Minimnya gelaran event dalam menonjolkan suatu tempat wisata

Keindahan alam dan kebudayaan yang beragam menjadi salah satu faktor penting yang dimiliki Indonesia. Saat ini pemerintah hanya terfokus pada Pembangunan dan perbaikan di sejumlah tempat wisata. Lantas apakah itu saja dianggap cukup menarik?

Dari kacamata saya, digelarnya sebuah kegiatan entah dalam bentuk festival atau perayaan di suatu tempat akan lebih menarik pengunjung untuk datang. Apalagi dalam acara tersebut terdapat pesan-pesan khusus seperti memperkenalkan kebudayaan atau lokasi wisata tempat digelarnya acara.

Jika biasanya gelaran event dilakuakn setahun sekali, mungkin bisa dibuat setahun 2-3 kali. Cari lokasi-lokasi wisata yang masih jarang dikunjungi, berdayakan masyarakat sekitar untuk ikut terlibat dalam acara tersebut.

Lagi dan lagi, manfaatkan the power of social media untuk menyasar pengunjung yang lebih luas.


Koleksi pribadi / Pantai Watu Dodol Banyuwangi

Ajak kerjasama blogger ataupun vlogger untuk memasarkan sebuah lokasi wisata

Tak bisa dipungkiri, keberadaan blogger dan vlogger saat ini cukup penting dalam memasarkan sebuah bisnis. Review dari mereka adalah hal yang saat ini cukup dicari alasannya, mereka bisa menuturkan penilaian dengan teknik yang unik.
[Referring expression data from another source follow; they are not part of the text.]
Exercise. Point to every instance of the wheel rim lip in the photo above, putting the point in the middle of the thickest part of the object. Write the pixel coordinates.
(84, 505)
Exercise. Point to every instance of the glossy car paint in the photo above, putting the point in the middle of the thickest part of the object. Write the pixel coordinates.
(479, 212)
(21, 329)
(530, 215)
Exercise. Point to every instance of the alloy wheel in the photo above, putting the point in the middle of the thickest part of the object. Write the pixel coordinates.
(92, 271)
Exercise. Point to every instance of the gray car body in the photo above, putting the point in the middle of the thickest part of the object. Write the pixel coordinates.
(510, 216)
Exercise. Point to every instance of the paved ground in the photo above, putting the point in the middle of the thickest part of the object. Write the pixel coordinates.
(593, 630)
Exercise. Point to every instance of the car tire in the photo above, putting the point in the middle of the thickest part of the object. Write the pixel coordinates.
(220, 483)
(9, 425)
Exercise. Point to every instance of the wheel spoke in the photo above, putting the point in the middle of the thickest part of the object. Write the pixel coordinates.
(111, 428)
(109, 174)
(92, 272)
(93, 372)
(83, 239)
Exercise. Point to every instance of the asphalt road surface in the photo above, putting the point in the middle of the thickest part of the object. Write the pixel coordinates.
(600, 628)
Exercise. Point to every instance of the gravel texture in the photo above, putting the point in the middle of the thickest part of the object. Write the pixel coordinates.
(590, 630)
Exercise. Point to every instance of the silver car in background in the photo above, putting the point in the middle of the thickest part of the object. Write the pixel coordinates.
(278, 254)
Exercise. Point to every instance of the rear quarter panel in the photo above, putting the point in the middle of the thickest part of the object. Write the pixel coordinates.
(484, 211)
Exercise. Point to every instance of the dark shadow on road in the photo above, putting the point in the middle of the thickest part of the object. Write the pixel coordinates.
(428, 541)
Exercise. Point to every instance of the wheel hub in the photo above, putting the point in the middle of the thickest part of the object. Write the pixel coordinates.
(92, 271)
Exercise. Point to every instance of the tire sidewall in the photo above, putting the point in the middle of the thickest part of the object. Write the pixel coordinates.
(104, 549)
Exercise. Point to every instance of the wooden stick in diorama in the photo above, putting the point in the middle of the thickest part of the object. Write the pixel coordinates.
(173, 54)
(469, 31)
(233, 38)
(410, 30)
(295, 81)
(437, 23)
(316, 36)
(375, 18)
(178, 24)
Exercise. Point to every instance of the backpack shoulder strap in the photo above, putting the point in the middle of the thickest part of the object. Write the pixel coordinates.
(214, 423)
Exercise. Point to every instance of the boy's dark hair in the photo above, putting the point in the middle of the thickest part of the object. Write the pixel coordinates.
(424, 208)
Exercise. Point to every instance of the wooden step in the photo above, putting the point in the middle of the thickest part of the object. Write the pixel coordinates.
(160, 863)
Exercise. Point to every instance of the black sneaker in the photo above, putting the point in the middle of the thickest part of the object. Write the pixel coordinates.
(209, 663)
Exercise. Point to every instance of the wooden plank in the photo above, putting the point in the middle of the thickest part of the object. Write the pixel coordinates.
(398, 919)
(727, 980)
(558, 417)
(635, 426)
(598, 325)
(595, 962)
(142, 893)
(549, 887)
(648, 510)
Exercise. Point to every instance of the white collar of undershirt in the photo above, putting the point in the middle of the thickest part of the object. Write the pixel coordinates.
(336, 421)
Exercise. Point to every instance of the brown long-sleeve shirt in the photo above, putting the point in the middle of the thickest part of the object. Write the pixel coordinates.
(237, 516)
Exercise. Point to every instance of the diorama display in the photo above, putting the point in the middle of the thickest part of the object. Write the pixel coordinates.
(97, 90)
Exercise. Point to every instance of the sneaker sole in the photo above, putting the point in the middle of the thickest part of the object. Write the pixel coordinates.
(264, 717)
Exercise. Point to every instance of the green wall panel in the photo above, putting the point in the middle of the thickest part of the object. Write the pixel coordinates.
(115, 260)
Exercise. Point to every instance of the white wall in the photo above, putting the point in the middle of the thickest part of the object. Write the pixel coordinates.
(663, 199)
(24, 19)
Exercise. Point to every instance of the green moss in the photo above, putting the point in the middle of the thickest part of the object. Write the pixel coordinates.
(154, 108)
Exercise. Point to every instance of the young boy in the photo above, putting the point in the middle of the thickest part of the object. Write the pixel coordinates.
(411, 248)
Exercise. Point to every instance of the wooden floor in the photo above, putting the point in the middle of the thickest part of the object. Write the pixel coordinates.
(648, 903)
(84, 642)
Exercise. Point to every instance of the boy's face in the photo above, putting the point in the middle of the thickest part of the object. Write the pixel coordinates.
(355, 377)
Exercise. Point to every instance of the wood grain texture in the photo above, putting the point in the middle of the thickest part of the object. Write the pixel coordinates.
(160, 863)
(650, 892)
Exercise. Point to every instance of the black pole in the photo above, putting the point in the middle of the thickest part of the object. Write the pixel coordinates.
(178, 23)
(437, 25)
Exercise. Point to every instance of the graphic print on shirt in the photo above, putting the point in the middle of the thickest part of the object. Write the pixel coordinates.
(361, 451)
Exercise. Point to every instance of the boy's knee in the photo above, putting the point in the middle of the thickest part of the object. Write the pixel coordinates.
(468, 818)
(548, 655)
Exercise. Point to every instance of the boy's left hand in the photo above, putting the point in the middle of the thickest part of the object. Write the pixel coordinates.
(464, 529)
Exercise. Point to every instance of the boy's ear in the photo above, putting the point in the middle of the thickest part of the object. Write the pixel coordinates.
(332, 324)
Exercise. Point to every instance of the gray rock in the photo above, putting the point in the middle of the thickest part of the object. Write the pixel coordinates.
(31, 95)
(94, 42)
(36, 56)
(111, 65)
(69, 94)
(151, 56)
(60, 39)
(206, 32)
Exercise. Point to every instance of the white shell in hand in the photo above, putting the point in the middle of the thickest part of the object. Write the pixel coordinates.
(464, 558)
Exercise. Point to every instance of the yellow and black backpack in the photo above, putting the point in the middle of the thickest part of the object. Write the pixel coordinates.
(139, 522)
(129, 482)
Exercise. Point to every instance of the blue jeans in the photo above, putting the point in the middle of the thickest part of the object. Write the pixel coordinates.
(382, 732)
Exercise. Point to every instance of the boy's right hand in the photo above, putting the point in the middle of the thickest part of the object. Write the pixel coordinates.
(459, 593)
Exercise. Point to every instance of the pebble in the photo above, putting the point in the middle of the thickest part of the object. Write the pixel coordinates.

Blogger bisa menguraikan dengan kalimat-kalimat yang enak dibaca, sementara vlogger bisa memaparkan pengalamannya melalui video-video estetik.

Tidak semua blogger dan vlogger memasang tarif yang tinggi. Temukan blogger dan vlogger yang punya Niche yang suka travelling. Karena ajakan kerjasama ini juga sekaligus menjadi portfolio pribadinya. Sehingga ia tak kebingungan dalam me-review tempat wisata.

Faktor-faktor di atas merupakan opini saya pribadi sebagai orang yang pernah kesulitan menemukan informasi tempat wisata yang seharusnya bisa ikut-ikutan viral seperti yang lainnya yang sepertinya itu-itu saja.

Sepertinya ini saatnya pemerintah menggandeng masyarakat dan mencari jalan keluar lain daripada sekadar menggratiskan visa kunjungan.